A r c h i v e d I n f o r m a t i o n
Helping Your Child Learn Geography - October 1996
Relationships Within Places: Humans and Environments
How do people adjust to their environment? What are the relationships among people and places? How do they change the environment to better suit their needs? Geographers examine where people live, why they settled there, and how they use natural resources. For example, Hudson Bay, the site of the first European settlement in Canada, is an area rich in wildlife and has sustained a trading and fur trapping industry for hundreds of years. Yet the climate there was described by early settlers as "nine months of ice followed by three months of mosquitoes." The Hudson Bay settlement is one of many examples of how people can and do adapt to their natural surroundings.
Everyone controls his or her surroundings. Look at the way you arrange furniture in your home. You place tables and chairs in places that suit the shape of the room and the position of windows and doors. You also arrange the room according to how people use it.

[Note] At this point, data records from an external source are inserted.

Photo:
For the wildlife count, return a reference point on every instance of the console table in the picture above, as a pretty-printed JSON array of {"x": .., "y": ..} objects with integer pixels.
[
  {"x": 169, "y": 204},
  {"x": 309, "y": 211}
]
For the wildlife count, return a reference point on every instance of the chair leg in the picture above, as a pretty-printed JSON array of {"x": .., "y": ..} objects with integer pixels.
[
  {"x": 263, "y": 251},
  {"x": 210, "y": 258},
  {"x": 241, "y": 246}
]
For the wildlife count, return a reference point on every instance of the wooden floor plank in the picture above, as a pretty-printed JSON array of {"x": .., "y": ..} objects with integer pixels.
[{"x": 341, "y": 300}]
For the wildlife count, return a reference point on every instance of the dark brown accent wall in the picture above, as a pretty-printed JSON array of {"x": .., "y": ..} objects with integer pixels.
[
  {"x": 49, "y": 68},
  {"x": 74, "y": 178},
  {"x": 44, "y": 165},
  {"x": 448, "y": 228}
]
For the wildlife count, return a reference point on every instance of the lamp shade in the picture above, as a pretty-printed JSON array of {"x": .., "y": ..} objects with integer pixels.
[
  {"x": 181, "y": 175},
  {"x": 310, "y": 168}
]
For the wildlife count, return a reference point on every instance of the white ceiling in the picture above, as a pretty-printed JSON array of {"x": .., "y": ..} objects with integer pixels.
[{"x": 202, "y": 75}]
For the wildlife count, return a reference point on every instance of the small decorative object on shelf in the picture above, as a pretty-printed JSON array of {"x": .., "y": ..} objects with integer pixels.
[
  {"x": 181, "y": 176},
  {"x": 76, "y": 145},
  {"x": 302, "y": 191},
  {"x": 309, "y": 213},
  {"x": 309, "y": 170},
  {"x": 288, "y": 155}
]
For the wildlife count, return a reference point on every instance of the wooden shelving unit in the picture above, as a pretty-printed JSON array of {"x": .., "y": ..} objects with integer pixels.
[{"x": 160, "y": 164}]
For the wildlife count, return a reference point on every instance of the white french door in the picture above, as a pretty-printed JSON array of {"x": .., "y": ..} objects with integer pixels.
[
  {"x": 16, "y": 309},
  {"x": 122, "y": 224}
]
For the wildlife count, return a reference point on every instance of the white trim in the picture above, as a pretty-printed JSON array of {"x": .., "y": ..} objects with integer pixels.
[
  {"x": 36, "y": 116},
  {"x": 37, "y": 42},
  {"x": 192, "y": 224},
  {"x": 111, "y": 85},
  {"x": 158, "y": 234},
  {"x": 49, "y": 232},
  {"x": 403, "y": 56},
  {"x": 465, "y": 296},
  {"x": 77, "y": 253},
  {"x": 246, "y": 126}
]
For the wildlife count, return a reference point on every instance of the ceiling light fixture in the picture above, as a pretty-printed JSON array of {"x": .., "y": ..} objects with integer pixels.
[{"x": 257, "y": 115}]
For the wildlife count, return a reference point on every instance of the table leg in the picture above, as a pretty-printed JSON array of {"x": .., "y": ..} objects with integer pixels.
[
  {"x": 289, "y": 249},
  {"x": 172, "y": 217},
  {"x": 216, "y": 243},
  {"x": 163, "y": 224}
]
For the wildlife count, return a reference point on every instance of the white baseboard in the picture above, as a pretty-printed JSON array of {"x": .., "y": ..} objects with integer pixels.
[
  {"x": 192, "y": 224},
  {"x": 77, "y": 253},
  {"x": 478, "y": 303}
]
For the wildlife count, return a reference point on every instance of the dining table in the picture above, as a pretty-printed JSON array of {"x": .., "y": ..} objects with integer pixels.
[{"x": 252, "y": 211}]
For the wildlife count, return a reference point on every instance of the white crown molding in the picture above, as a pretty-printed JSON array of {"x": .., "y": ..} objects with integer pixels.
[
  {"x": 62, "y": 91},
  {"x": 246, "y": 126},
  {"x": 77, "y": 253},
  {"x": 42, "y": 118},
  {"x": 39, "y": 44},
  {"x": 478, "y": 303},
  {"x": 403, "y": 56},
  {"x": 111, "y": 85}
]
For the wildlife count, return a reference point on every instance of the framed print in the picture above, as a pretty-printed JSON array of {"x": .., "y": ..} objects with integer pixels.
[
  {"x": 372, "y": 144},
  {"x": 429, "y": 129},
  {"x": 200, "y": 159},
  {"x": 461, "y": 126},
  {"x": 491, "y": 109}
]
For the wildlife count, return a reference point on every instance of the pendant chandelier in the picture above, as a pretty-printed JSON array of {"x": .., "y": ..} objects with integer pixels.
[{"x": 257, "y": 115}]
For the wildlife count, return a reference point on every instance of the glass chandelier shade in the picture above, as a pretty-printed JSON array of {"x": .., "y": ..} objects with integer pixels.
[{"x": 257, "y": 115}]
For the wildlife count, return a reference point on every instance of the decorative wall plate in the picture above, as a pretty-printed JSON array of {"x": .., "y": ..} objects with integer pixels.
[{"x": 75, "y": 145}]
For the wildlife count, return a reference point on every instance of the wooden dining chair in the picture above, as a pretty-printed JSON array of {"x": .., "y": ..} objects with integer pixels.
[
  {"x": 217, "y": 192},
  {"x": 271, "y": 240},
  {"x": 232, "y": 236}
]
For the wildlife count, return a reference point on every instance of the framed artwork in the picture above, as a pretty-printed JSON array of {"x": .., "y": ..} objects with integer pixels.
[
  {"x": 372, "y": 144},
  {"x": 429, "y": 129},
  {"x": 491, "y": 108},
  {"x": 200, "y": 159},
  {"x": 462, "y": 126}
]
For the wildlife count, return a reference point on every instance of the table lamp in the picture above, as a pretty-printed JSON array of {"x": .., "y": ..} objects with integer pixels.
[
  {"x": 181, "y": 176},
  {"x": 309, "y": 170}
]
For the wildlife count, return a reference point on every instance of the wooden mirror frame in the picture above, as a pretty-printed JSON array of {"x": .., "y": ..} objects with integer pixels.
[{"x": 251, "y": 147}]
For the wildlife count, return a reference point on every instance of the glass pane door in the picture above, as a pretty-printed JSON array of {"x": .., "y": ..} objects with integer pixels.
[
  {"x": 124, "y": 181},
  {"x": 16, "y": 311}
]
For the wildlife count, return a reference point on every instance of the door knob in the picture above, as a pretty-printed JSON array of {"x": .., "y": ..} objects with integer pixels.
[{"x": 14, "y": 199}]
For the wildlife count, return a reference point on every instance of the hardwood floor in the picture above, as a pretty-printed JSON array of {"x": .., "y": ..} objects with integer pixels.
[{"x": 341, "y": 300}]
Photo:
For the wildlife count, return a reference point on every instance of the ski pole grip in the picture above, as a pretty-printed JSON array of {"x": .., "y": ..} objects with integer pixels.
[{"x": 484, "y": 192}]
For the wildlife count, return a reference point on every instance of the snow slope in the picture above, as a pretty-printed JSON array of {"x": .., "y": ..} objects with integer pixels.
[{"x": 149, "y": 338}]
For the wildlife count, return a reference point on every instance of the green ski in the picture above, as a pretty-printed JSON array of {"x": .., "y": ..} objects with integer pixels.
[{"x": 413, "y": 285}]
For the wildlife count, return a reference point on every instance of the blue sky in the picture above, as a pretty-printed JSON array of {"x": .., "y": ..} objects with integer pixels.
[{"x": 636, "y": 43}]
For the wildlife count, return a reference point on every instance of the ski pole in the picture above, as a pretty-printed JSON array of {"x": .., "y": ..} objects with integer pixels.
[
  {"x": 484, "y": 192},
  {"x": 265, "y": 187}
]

- Make paper cutouts of furniture and arrange them on a map representing your home (graph paper works well for such a map). By cutting out paper to represent different pieces of furniture, children can begin to learn the mapmaker's skill in representing the three-dimensional real world.
- Ask your children to consider what the yard might look like if you did not try to change it by mowing grass, raking leaves, or planting shrubs or trees. You might add a window box if you don't have a yard. What would happen if you didn't water the plants?
- Walk with your children around your neighborhood or a park area and help them clean up litter. Talk about different kinds of waste disposal (e.g., landfills, dumps, recycling) and how they affect the environment.
- Take your children to see some examples of how people have shaped their environment: bonsai gardens, reservoirs, terracing, or houses built into hills. Be sure to talk with them about how and why people create such things.
- If you live in an urban area, try to visit a nearby farm. Some cities and states maintain farm parks for just this purpose. Call the department of parks or recreation in your area to find out where there is one near you. Talk with your children about how farmers use natural resources--soil, water, and sun--to grow crops and raise livestock. How do they keep livestock from wandering off? How do they prevent crops from being eaten by birds or destroyed by disease?
People don't always change their environment. Frequently, the environment changes the course of people's lives. For instance, a straight line may be the shortest distance between two points; but people don't build highways straight over mountains--they must go around them or build tunnels that go through them. People construct storm walls to keep the ocean from sweeping over beaches. In some coastal areas, residents build their houses on stilts to protect them from storm tides or periodic floods.
- Go camping with your children. It is easy to understand why we wear long pants and shoes when there are rocks and branches on the ground. And, when you no longer have the convenience of a faucet, it is clear why early settlers found it so important to be near water.
- If you go to a park, try to attend the nature shows that many parks provide. You and your children may learn about the local plants and wildlife and how the natural features have changed over time. You may also learn how people need to be careful around certain plants and animals in the wild.